This solution was cast and dried under vacuum at 100 ° C. for 1.5 hours, and the infrared absorption spectrum of the obtained film was measured.

 Fig. 1 shows the infrared absorption spectrum.

It can be seen that the peak of the imide group clearly exists at 1776 cm ^-1 and 811 cm ^-1 .

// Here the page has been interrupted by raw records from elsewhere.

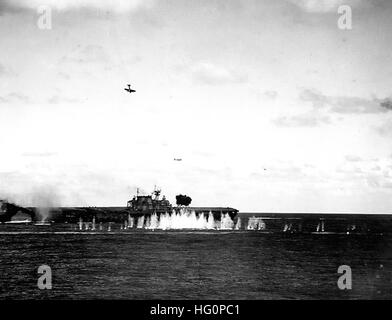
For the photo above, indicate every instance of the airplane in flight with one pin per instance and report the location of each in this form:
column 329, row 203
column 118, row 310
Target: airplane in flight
column 129, row 89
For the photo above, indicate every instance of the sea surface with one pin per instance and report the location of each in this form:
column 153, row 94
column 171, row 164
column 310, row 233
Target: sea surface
column 200, row 264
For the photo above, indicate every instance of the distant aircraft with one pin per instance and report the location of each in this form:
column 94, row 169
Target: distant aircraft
column 129, row 89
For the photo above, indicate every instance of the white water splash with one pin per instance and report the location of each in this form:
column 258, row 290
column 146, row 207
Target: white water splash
column 182, row 219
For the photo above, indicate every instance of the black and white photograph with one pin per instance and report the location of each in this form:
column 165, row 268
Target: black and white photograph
column 195, row 150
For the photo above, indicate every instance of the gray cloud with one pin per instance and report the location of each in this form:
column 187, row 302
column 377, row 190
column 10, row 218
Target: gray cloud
column 345, row 104
column 325, row 6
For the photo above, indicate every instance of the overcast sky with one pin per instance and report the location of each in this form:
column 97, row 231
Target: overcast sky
column 270, row 105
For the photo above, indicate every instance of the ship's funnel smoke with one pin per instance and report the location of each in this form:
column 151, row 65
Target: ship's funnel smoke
column 44, row 199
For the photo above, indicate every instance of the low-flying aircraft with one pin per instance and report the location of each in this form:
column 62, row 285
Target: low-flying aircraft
column 129, row 89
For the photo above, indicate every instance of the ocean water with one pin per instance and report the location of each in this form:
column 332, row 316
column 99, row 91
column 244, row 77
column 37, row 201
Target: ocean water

 The 5% weight loss temperature in air was 360 ° C.

Example 2 A polyimide resin solution was obtained in the same manner as in Example 1, except that MIMA was used as the diamine.

 The results are shown in Table 1.

Example 3 A polyimide resin solution was obtained in the same manner as in Example 1, except that MDIA was used as the diamine.

 The results are shown in Table 1.

Example-4 bis [4- (3-aminophenoxy) phenyl] sulfone 17.3 g, cyclobutanetetracarboxylic dianhydride 7.8
4 g was reacted in 142 g of NMP at room temperature for 4 hours to prepare a polyamic acid solution.

The resulting polyamic acid solution had a solid content of 15.0% by weight and a viscosity of 13.4 poise.

Take 55.6 g of this solution, add 28.2 g of NMP and solid content 10.0
Diluted to weight%.

Further, 6.3 g of pyridine and 13.7 g of acetic anhydride were added and reacted at 50 ° C. for 3 hours.

Thereafter, the polyimide resin solution was put into methanol, and the polyimide resin was recovered, followed by vacuum drying. NMP so that the obtained polyimide resin has a solid content of 10.0% by weight.
Was dissolved.

The solution was homogeneous and transparent, with no insolubles present.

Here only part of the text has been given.